Regardless of whether of your opinion of Putin as a political leader, should we be reporting on him as if he were one of the Kardashians?

What if he were actually seriously ill or dead? Would that not be a cause for serious concern? After all, his death so soon after the assassination of a major leader of one of the opposition parties would suggest a power struggle for control of the nation that still has, by far, the second largest stockpile of nuclear weapons in the world. We were certainly not this blithe about what was going on in the Kremlin when Yeltsin succeeded Gorbachev.

A less topical but far more interesting piece on Putin is one that Elena Hlodny wrote for Business Insider in December 2014: “Putin’s Extraordinary Path from Soviet Slums to the World’s Stage” [http://www.businessinsider.com/vladimir-putin-most-powerful-person-czar-2014-12?op=1]. The article is presented as a slideshow, which somewhat trivializes it, but it still manages to be fairly substantive and insightful.

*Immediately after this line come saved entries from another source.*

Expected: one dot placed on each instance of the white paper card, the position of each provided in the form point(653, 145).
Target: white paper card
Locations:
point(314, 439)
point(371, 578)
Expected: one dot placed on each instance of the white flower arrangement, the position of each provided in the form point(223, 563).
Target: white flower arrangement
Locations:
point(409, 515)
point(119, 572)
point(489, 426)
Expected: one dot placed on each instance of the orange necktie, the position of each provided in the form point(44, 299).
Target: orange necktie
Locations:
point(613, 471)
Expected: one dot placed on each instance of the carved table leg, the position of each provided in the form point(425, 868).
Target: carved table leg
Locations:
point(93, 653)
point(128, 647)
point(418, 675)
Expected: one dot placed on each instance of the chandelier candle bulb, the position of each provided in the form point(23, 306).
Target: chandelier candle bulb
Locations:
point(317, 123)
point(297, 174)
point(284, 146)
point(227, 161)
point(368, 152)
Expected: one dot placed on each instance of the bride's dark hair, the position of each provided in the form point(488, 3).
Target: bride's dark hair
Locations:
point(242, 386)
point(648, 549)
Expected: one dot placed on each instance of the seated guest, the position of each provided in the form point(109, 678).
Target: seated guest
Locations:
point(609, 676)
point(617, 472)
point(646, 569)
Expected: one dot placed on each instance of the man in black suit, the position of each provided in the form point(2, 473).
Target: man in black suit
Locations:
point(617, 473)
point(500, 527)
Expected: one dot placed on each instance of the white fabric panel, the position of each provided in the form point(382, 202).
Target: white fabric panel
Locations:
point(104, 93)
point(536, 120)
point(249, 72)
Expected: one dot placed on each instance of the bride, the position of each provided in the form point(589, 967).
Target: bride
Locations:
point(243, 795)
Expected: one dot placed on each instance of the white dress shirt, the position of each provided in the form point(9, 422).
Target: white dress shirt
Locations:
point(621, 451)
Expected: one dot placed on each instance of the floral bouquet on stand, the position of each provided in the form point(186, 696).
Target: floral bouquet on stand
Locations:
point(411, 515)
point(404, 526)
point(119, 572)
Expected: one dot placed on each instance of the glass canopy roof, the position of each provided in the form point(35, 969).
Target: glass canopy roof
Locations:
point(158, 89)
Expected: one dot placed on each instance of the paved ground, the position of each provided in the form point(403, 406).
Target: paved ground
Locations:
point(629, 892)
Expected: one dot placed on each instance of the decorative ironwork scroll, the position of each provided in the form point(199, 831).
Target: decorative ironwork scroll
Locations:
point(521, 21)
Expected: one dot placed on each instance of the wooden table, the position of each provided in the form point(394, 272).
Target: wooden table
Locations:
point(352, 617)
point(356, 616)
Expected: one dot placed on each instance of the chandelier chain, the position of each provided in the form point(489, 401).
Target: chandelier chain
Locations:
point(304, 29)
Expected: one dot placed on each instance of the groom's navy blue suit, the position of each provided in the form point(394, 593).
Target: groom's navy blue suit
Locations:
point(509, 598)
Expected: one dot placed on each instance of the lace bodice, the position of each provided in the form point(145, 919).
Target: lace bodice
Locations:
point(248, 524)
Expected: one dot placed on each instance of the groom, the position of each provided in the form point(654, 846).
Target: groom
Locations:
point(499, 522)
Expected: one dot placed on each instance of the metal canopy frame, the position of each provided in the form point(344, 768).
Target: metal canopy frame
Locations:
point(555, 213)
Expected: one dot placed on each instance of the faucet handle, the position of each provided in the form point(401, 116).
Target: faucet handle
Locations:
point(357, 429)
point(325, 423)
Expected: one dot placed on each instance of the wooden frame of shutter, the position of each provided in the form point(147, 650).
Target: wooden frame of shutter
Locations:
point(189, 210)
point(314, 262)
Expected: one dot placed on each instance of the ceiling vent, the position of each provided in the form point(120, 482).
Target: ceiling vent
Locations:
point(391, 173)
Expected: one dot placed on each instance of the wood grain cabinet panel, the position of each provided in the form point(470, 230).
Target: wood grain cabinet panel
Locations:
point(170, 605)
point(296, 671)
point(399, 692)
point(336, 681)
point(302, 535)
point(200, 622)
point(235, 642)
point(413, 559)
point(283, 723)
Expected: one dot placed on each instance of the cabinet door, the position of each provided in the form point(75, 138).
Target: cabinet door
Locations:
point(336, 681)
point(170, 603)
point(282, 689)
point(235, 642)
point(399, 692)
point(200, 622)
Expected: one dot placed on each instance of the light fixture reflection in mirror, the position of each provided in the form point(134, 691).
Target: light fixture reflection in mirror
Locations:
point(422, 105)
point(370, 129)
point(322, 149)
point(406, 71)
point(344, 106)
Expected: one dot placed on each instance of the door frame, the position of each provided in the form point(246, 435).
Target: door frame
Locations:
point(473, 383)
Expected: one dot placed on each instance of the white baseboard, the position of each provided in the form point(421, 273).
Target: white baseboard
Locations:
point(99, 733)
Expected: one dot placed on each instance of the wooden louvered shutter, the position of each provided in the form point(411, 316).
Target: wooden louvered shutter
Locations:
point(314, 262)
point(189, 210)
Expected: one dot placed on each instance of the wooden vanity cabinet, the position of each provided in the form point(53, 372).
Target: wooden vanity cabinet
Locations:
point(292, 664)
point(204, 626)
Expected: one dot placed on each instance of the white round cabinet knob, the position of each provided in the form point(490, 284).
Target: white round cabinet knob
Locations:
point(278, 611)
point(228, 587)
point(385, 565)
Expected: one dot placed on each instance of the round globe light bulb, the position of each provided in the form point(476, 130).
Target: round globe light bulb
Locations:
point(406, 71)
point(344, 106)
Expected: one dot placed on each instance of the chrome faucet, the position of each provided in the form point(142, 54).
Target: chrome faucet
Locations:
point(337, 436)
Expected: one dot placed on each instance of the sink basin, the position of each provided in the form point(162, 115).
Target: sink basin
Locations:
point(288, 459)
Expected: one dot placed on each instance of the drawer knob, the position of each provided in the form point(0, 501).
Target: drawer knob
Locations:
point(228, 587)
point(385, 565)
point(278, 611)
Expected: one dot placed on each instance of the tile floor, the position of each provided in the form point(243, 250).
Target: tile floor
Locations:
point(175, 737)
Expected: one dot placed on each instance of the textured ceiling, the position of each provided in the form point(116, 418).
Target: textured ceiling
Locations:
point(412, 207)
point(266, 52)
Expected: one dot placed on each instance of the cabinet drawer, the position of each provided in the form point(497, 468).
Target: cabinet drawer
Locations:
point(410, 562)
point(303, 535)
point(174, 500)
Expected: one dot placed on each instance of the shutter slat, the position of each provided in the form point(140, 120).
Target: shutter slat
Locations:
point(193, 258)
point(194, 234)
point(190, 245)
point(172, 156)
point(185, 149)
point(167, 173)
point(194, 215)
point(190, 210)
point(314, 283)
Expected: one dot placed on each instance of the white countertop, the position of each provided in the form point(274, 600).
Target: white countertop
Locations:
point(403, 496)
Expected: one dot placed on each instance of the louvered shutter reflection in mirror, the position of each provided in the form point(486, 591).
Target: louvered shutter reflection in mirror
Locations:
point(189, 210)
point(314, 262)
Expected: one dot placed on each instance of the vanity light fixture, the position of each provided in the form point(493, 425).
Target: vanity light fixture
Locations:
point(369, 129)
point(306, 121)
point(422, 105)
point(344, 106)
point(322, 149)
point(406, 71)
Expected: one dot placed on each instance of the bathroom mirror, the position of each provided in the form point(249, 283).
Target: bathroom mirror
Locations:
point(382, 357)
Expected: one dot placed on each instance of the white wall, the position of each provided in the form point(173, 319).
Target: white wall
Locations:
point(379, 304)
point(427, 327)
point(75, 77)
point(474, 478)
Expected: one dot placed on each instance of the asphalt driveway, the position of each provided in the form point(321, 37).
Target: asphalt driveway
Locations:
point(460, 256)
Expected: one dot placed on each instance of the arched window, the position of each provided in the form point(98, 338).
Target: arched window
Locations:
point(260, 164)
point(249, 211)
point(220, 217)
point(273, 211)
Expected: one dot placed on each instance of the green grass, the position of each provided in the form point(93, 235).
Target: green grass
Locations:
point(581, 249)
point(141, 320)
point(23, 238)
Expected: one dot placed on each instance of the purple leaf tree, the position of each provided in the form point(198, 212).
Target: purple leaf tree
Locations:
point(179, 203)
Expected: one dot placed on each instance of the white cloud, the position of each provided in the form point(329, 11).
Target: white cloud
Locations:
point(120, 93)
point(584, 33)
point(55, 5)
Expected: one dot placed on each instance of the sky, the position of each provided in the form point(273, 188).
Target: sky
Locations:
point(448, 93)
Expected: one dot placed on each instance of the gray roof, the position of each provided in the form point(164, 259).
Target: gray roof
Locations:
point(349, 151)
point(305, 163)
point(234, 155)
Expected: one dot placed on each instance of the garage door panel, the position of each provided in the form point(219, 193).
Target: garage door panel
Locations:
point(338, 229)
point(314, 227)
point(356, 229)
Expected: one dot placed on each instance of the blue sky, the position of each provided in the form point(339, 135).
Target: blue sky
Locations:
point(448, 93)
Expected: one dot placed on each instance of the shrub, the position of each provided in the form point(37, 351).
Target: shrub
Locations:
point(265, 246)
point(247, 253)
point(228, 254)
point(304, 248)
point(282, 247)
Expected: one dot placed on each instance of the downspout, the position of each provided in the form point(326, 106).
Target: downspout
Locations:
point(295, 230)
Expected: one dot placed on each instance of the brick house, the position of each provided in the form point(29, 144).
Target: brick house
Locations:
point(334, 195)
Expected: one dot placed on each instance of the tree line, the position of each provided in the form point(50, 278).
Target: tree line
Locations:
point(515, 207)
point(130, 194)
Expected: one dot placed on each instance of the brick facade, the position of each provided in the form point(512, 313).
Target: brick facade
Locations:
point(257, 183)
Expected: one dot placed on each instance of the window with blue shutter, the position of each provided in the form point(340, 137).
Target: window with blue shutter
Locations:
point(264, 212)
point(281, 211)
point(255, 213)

Or, on second thought, perhaps it is simply a number of notches above the “Where’s Waldo?” level of the recent coverage. You will have to decide for yourselves.

As journalism is becoming more digital and news is at our fingertips, it seems as if there is an ever-increasing tendency to distill each story to the size of a fingertip. For every news site such as Vice or Vox, there are dozens of sites that have been seduced by the model provided by Twitter and Reddit.

I see this same tension in how we use digital media to communicate with our members and our other constituencies. We seem caught between the alternatives of trying to address complex issues in soundbites that will attract attention and strike the “right note” and trying to present readable but lengthy and substantive analyses of the issues that even by their scope and depth convey the complexity of those issues. Right now, the only way out of this either-or conundrum seems to be to communicate our positions across the full range of available platforms and to allow our targeted audiences to decide which type of messaging suits them.